Monday, March 21, 2011

Entry 3

        I read a story about Jane Yoder, a woman who lived during the great depression. People couldn’t afford anything during this time, not food, clothing, or housing. Boots were especially hard to come by. Yoder described her reaction to rich and how they live, “What is this thing?…some of the people that I know have thirty blouses. Oh, my God, I have no desire to think where I’d hang them. For what? I can’t even grasp it” (Terkel 128). Yoder couldn’t understand why some people are living the life of luxury and others are struggling to survive. This relates to the wedge that was driven into society during the industrial age; there were only two groups of people, those who existed above the wedge and those who existed below it.
        I also read a story about Peggy Terry, a woman who lived in Oklahoma during the dust bowl. Times were even harder for people living in the dust bowl; crops, buildings, and lives were destroyed. Terry described her experience, “These storms, when they would hit, you had to clean house from the attic to ground.
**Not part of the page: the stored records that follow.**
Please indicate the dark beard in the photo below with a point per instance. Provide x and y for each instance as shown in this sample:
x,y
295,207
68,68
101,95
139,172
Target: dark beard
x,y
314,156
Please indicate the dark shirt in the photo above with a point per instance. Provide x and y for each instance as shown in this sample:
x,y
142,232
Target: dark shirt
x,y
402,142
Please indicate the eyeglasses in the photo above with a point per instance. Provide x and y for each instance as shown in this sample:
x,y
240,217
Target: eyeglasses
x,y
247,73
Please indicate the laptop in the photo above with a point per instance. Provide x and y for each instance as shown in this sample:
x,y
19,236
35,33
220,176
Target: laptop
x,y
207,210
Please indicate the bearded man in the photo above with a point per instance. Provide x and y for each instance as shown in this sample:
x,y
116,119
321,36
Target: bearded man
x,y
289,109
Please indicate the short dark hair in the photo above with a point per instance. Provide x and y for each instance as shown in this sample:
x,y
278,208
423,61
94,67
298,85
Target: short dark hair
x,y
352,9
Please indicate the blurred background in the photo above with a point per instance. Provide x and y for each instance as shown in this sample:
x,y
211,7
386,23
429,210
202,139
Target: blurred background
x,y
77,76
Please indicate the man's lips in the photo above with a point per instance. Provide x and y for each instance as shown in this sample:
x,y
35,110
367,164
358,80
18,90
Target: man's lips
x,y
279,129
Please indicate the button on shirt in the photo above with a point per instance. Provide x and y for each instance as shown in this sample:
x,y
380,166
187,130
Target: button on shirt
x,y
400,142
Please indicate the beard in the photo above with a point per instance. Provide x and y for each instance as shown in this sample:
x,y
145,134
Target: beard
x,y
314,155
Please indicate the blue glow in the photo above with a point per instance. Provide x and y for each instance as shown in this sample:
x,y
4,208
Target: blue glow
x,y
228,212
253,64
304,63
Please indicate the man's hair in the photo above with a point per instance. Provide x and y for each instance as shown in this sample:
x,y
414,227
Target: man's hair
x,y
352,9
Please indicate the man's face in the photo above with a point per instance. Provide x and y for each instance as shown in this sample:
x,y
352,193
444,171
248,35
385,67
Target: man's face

Everything was covered in sand. Red sand, just full of oil” (Terkel 139). Resources were scarce. Terry recalls that there were several suicides because sand storms made living almost impossible. Terry’s husband went to Washington D.C., to support the bonus army because he was a WWI veteran. It would seem that people living in the dust bowl had a much harder time trying to survive, then people who lived in poverty in the cities.   

1 comment:

  1. Price- Your analysis of these stories is very accurate. The Great Depression really allowed people not to take anything for granted, forcing them to utilize all of their available resources to ensure their own survival. Perhaps it is wrong of Yoder to have looked at the lives of the wealthy in envy. As they say, "The grass is always greener on the other side."